Alec Croft had survived the Second World War and then the horrors of the concentration camp at Auschwitz in Poland but lost half his hand in an unsafe press while working alongside my father at Plastic Products. After his accident he had begun working as the janitor at my school. He was trim and gentlemanly and had the innate grace and erect dignity of a soldier in uniform rather than a janitor. He wore pressed kakis, had slicked back black hair and looked a little like the actor Clark Gable, pencil moustache and all.
One afternoon shortly after he began his new job he asked me in exotic, British accented English, “lad, you are Joe’s son aren’t you” and when I answered yes, he said that I should say hello from Alec Croft. I noticed the numbers etched in a neat row on the inside of his wrist even before I saw the stumps where his fingers had been. With a boy’s ingenuousness I asked why he had numbers on his arm but didn´t ask about his fingers. We sat in the sun on the bench outside the janitor’s office and he told me the story behind them. I was eleven about to be twelve.
He explained clearly and simply about the concentration camps in Europe, leaving out the horrible details even if I did know some of them. The Nuremberg Trials and film clips of the liberation of the camps had been shown on the TV news and in war documentaries.
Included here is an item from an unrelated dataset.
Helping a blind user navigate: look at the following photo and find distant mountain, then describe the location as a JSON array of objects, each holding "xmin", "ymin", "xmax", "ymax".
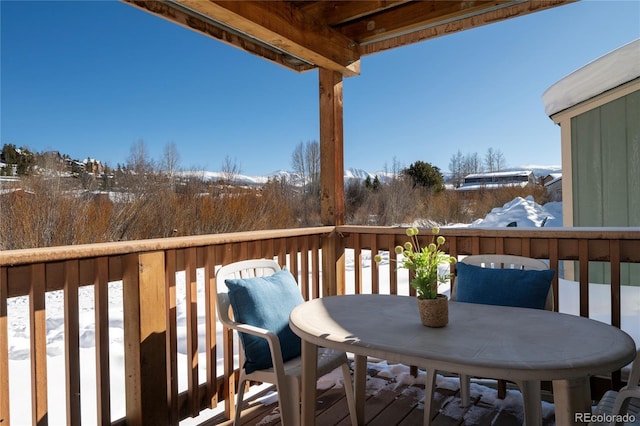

He explained about being captured by the Germans and the long ride in a freight car with the other prisoners, hungry and thirsty not knowing what fate awaited him, feeling doomed, wondering if he was going to be hanged or shot. He finally came to Auschwitz, the largest and most infamous of the Nazi concentration camps.
He was herded under the wrought iron sign that hung over the gate with its message in German "Arbeit Macht Frei" "work sets you free." But there was no freedom there.
People were sent to Auschwitz- Birkenau to die and most people that passed under that sign, over a million all told never came out again. He was sucked into that implausible nightmare; a maelstrom of smells and sounds and desperation. With the ”stiff upper lip" that the British were known for, he told me how the guards shaved his head and how he was registered and the numbers scratched into his arm and smeared with blue ink. He described the selection lines where Jewish families were separated and the old and feeble along with the children were sent immediately to the gas chambers. He told me about the electrified fences and the spartan and overcrowded barracks and their gaunt inhabitants.
Alex was a British prisoner of war and one of the lucky ones and was sent to a forced labor camp where the conditions were tolerable and the Red Cross had access in accordance with the Geneva Convention. He said that British prisoners were far better off than the Jewish prisoners who risked execution if they fell ill or were unable to work. He was released at the end of the war in 1945 and was repatriated to England and then emigrated to the U.S. in the mid 1950’s ending up in Connecticut, first in the plastic factory working alongside my father and then in my school. Dad told me about the missing fingers. Alec had stuck his hand into the press to clear out a molded plastic ashtray at the same time he depressed the foot pedal and sent several tons of steel down on his left hand. Dad wrapped the bloody mess in a towel and drove him, bleeding and in shock to the emergency room, then went back and like a short order cook scraping his grill, cleaned up after the severed fingers before the next shift began.